Speaking at the joint media briefing, May said the United Kingdom will align its expertise, investments, and aid programs with the Big Four agenda.
"The UK is already the largest investor in Kenya and I have set out this week our ambition to be the G7's largest investor in Africa by 2022," she said.
As part of efforts to combat terrorism in the region, May said she would soon authorize a new funding deal for the African Union Mission in Somalia (AMISOM) troops in Somalia as it seeks to support Kenya in the fight against terrorism.
"The UK continues to support the commitment of brave Kenyan soldiers fighting in Somalia against the Al-Shabaab and I'll announce a new package of funding to support the AMISOM," she said.

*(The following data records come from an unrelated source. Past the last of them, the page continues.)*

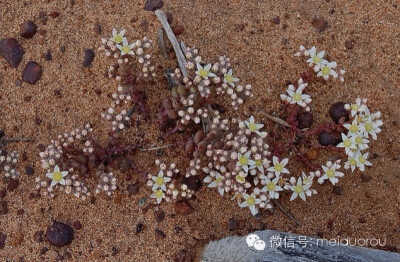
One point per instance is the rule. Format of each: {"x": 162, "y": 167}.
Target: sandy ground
{"x": 261, "y": 54}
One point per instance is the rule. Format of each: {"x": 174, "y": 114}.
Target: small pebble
{"x": 77, "y": 225}
{"x": 160, "y": 235}
{"x": 337, "y": 190}
{"x": 27, "y": 29}
{"x": 38, "y": 236}
{"x": 182, "y": 207}
{"x": 329, "y": 139}
{"x": 337, "y": 112}
{"x": 54, "y": 14}
{"x": 3, "y": 207}
{"x": 233, "y": 224}
{"x": 178, "y": 29}
{"x": 159, "y": 216}
{"x": 11, "y": 51}
{"x": 133, "y": 189}
{"x": 365, "y": 178}
{"x": 139, "y": 228}
{"x": 59, "y": 234}
{"x": 97, "y": 28}
{"x": 153, "y": 5}
{"x": 48, "y": 55}
{"x": 32, "y": 73}
{"x": 89, "y": 57}
{"x": 320, "y": 24}
{"x": 276, "y": 20}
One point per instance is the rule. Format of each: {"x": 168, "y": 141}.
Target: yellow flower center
{"x": 160, "y": 181}
{"x": 298, "y": 189}
{"x": 57, "y": 176}
{"x": 252, "y": 127}
{"x": 228, "y": 78}
{"x": 297, "y": 97}
{"x": 203, "y": 72}
{"x": 240, "y": 178}
{"x": 353, "y": 128}
{"x": 347, "y": 143}
{"x": 368, "y": 127}
{"x": 330, "y": 173}
{"x": 271, "y": 186}
{"x": 243, "y": 160}
{"x": 118, "y": 38}
{"x": 316, "y": 59}
{"x": 250, "y": 201}
{"x": 158, "y": 193}
{"x": 126, "y": 49}
{"x": 278, "y": 167}
{"x": 326, "y": 70}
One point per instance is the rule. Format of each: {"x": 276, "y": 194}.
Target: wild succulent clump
{"x": 76, "y": 156}
{"x": 193, "y": 96}
{"x": 133, "y": 70}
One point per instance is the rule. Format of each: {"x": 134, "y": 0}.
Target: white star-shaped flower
{"x": 160, "y": 181}
{"x": 126, "y": 49}
{"x": 251, "y": 201}
{"x": 204, "y": 72}
{"x": 327, "y": 70}
{"x": 299, "y": 189}
{"x": 316, "y": 59}
{"x": 57, "y": 176}
{"x": 272, "y": 187}
{"x": 118, "y": 37}
{"x": 279, "y": 166}
{"x": 331, "y": 173}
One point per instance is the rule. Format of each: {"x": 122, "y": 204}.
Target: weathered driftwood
{"x": 301, "y": 249}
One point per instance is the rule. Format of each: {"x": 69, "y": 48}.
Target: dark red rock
{"x": 160, "y": 235}
{"x": 89, "y": 57}
{"x": 3, "y": 238}
{"x": 32, "y": 73}
{"x": 349, "y": 44}
{"x": 153, "y": 5}
{"x": 97, "y": 28}
{"x": 27, "y": 29}
{"x": 11, "y": 51}
{"x": 337, "y": 112}
{"x": 305, "y": 120}
{"x": 54, "y": 14}
{"x": 329, "y": 139}
{"x": 3, "y": 207}
{"x": 320, "y": 24}
{"x": 178, "y": 29}
{"x": 77, "y": 225}
{"x": 159, "y": 216}
{"x": 59, "y": 234}
{"x": 182, "y": 207}
{"x": 276, "y": 20}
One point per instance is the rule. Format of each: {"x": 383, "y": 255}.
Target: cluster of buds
{"x": 127, "y": 55}
{"x": 66, "y": 160}
{"x": 193, "y": 96}
{"x": 166, "y": 185}
{"x": 8, "y": 163}
{"x": 107, "y": 182}
{"x": 364, "y": 125}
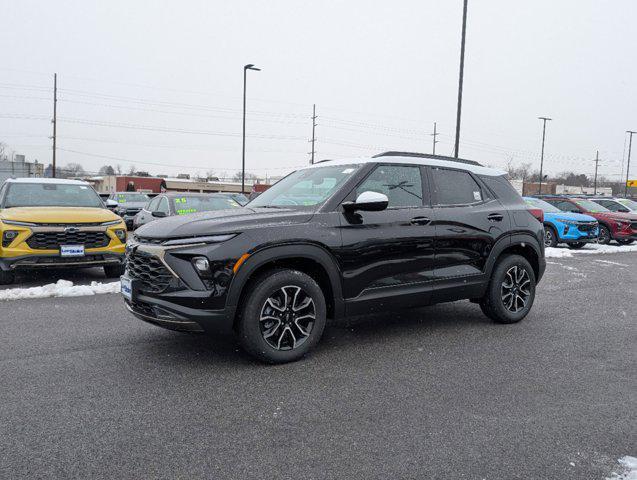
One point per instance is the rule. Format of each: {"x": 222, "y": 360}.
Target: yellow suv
{"x": 48, "y": 223}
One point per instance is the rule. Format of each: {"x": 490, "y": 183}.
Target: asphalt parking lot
{"x": 89, "y": 391}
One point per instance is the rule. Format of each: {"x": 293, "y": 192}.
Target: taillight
{"x": 537, "y": 213}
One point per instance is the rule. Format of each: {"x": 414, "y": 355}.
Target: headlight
{"x": 193, "y": 240}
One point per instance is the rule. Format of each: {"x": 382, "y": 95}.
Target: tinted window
{"x": 402, "y": 185}
{"x": 51, "y": 195}
{"x": 185, "y": 205}
{"x": 454, "y": 187}
{"x": 502, "y": 188}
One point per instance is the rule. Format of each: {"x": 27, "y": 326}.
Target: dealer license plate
{"x": 72, "y": 250}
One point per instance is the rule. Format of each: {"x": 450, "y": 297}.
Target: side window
{"x": 163, "y": 206}
{"x": 401, "y": 184}
{"x": 454, "y": 187}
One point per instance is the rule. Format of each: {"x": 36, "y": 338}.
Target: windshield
{"x": 591, "y": 206}
{"x": 51, "y": 195}
{"x": 131, "y": 197}
{"x": 628, "y": 203}
{"x": 185, "y": 205}
{"x": 309, "y": 187}
{"x": 541, "y": 204}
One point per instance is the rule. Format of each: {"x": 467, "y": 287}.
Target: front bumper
{"x": 174, "y": 316}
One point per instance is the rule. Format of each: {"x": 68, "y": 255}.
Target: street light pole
{"x": 243, "y": 146}
{"x": 461, "y": 78}
{"x": 544, "y": 119}
{"x": 630, "y": 145}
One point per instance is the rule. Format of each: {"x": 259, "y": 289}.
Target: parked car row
{"x": 576, "y": 221}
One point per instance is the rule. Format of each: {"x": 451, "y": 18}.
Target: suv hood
{"x": 221, "y": 221}
{"x": 577, "y": 217}
{"x": 58, "y": 215}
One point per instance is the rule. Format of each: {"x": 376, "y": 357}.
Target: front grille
{"x": 587, "y": 227}
{"x": 152, "y": 274}
{"x": 53, "y": 240}
{"x": 148, "y": 240}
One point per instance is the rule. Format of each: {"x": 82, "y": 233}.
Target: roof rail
{"x": 426, "y": 155}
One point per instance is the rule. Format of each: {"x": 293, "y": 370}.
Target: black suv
{"x": 340, "y": 238}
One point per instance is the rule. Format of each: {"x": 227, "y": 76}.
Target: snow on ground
{"x": 591, "y": 248}
{"x": 63, "y": 288}
{"x": 629, "y": 465}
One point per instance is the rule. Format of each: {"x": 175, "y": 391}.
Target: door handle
{"x": 420, "y": 221}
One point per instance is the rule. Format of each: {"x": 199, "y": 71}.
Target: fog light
{"x": 201, "y": 264}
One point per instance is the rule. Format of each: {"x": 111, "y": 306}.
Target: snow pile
{"x": 630, "y": 469}
{"x": 63, "y": 288}
{"x": 591, "y": 248}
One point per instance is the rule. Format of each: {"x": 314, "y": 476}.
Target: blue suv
{"x": 573, "y": 229}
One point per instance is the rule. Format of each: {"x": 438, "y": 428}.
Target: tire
{"x": 550, "y": 236}
{"x": 114, "y": 271}
{"x": 6, "y": 278}
{"x": 604, "y": 236}
{"x": 267, "y": 327}
{"x": 496, "y": 304}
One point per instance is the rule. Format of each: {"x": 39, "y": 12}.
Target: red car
{"x": 621, "y": 227}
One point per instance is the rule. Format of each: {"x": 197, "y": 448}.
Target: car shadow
{"x": 222, "y": 351}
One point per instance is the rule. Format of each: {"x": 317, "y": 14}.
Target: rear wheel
{"x": 604, "y": 235}
{"x": 6, "y": 278}
{"x": 283, "y": 316}
{"x": 113, "y": 271}
{"x": 550, "y": 236}
{"x": 511, "y": 291}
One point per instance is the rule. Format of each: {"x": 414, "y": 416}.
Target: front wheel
{"x": 511, "y": 291}
{"x": 604, "y": 235}
{"x": 283, "y": 316}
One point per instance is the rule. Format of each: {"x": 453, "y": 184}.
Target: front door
{"x": 387, "y": 257}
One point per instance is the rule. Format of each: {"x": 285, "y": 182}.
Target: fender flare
{"x": 522, "y": 239}
{"x": 307, "y": 251}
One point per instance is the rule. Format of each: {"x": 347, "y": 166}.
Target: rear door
{"x": 387, "y": 257}
{"x": 468, "y": 221}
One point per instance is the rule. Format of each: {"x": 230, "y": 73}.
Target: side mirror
{"x": 368, "y": 202}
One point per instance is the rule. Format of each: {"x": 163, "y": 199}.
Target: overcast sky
{"x": 158, "y": 84}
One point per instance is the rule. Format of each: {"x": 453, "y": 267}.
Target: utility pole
{"x": 461, "y": 77}
{"x": 630, "y": 146}
{"x": 596, "y": 166}
{"x": 313, "y": 133}
{"x": 243, "y": 146}
{"x": 544, "y": 119}
{"x": 54, "y": 121}
{"x": 435, "y": 134}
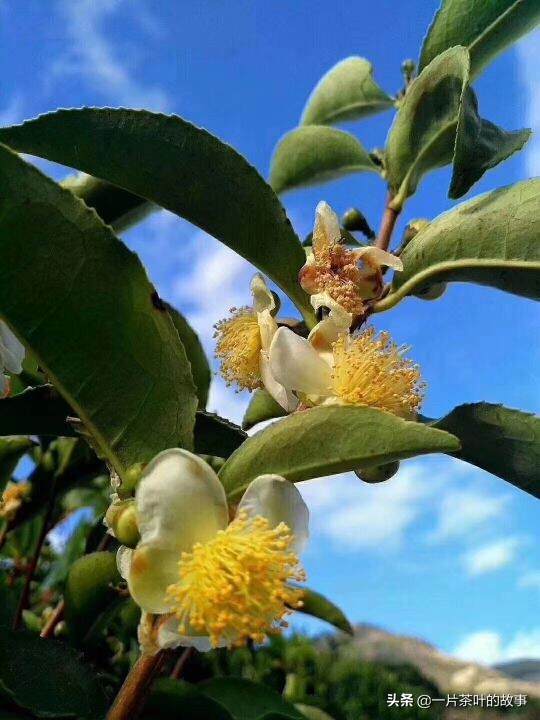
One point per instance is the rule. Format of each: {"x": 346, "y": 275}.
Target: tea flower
{"x": 333, "y": 367}
{"x": 12, "y": 498}
{"x": 213, "y": 582}
{"x": 11, "y": 357}
{"x": 243, "y": 342}
{"x": 347, "y": 276}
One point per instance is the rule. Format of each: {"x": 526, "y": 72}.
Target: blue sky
{"x": 443, "y": 551}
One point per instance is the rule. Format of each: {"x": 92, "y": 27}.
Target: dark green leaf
{"x": 83, "y": 303}
{"x": 175, "y": 700}
{"x": 181, "y": 168}
{"x": 502, "y": 441}
{"x": 200, "y": 368}
{"x": 262, "y": 406}
{"x": 89, "y": 591}
{"x": 11, "y": 451}
{"x": 480, "y": 145}
{"x": 116, "y": 207}
{"x": 491, "y": 240}
{"x": 314, "y": 154}
{"x": 48, "y": 678}
{"x": 346, "y": 92}
{"x": 246, "y": 700}
{"x": 326, "y": 440}
{"x": 485, "y": 27}
{"x": 320, "y": 607}
{"x": 215, "y": 435}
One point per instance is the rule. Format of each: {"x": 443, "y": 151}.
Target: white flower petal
{"x": 152, "y": 570}
{"x": 376, "y": 257}
{"x": 281, "y": 395}
{"x": 262, "y": 296}
{"x": 11, "y": 350}
{"x": 180, "y": 501}
{"x": 123, "y": 560}
{"x": 278, "y": 500}
{"x": 169, "y": 637}
{"x": 296, "y": 365}
{"x": 326, "y": 223}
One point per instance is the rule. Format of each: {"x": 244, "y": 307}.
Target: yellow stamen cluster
{"x": 370, "y": 370}
{"x": 238, "y": 348}
{"x": 12, "y": 498}
{"x": 234, "y": 587}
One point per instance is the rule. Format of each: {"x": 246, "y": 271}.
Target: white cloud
{"x": 528, "y": 54}
{"x": 93, "y": 56}
{"x": 491, "y": 557}
{"x": 487, "y": 647}
{"x": 462, "y": 511}
{"x": 356, "y": 515}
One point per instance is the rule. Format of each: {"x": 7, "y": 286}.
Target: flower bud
{"x": 121, "y": 518}
{"x": 377, "y": 474}
{"x": 130, "y": 480}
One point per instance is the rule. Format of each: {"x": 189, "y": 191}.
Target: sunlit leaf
{"x": 314, "y": 154}
{"x": 491, "y": 240}
{"x": 326, "y": 440}
{"x": 503, "y": 441}
{"x": 346, "y": 92}
{"x": 83, "y": 303}
{"x": 485, "y": 27}
{"x": 180, "y": 167}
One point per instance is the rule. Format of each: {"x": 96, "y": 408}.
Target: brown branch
{"x": 387, "y": 226}
{"x": 181, "y": 663}
{"x": 25, "y": 595}
{"x": 132, "y": 695}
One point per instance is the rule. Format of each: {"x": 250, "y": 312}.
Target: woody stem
{"x": 132, "y": 695}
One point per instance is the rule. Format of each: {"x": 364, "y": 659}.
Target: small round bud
{"x": 377, "y": 474}
{"x": 431, "y": 292}
{"x": 130, "y": 480}
{"x": 121, "y": 518}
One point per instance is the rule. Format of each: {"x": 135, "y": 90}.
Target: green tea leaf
{"x": 480, "y": 145}
{"x": 423, "y": 133}
{"x": 89, "y": 590}
{"x": 200, "y": 369}
{"x": 314, "y": 154}
{"x": 318, "y": 606}
{"x": 246, "y": 700}
{"x": 326, "y": 440}
{"x": 485, "y": 27}
{"x": 81, "y": 301}
{"x": 11, "y": 451}
{"x": 186, "y": 170}
{"x": 491, "y": 240}
{"x": 262, "y": 406}
{"x": 48, "y": 678}
{"x": 503, "y": 441}
{"x": 346, "y": 92}
{"x": 173, "y": 699}
{"x": 116, "y": 207}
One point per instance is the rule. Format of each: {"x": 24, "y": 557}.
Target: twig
{"x": 181, "y": 663}
{"x": 387, "y": 226}
{"x": 25, "y": 595}
{"x": 132, "y": 695}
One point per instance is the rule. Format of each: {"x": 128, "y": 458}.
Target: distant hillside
{"x": 528, "y": 670}
{"x": 449, "y": 674}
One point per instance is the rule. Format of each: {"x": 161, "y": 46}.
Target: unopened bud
{"x": 121, "y": 518}
{"x": 130, "y": 480}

May accepted President Kenyatta's call for a transition from AMISOM to Somali security forces saying the UK shared a similar ambition.
"We also want a transition to stronger Somali security forces. As we work towards this, we're leading international efforts to ensure that AMISOM has the funding it needs to support its vital battle against terror," she said.
May also committed to retaining an existing duty-free and quota-free arrangement for Kenyan imports to her country, after leaving the European Union in March next year.
She said the UK was keen on a smooth transition post-Brexit that will ensure stability for both countries.
"As Britain prepares to leave the European Union, we're committed to a smooth transition that ensures continuity in our trading relationship with Kenya, ensuring Kenya retains its duty-free and quota-free access to the UK market," May said.
"We wish to build our strong trade an investment ties to create even more opportunities for our businesses and consumers," she added.
President Kenyatta hailed the commitment saying Kenya was focusing on enhancing existing trade agreement with the United Kingdom for the benefit of both nations.
"We welcome the Prime Minister's assurance that the current duty-free and quota-free for Kenyan exports will continue after Brexit. Kenya will be pressing for an increased in exports on the basis of a fair market arraignment with a view of a mutual win-win arrangement," he said.
May who has been on a maiden tour of the African continent that has seen her visit South Africa and Nigeria arrived at the State House at 11.15 am.
She was accorded a 19-gun salute in addition to a guard of honour mounted by the Kenya Air Force.
Deputy President William Ruto and Foreign Affairs Cabinet Secretary Monica Juma were among members of the cabinet that joined President Kenyatta in bilateral talks with May.
Other Cabinet Secretaries present were Raychelle Omamo (Defence), Henry Rotich (Treasury), Fred Matiangi (Interior), Margaret Kobia (Public Service), Farida Karoney (Lands), John Munyes, (Petroleum), Najib Balala (Tourism), Amina Mohamed (Education), and Attorney General Paul Kihara.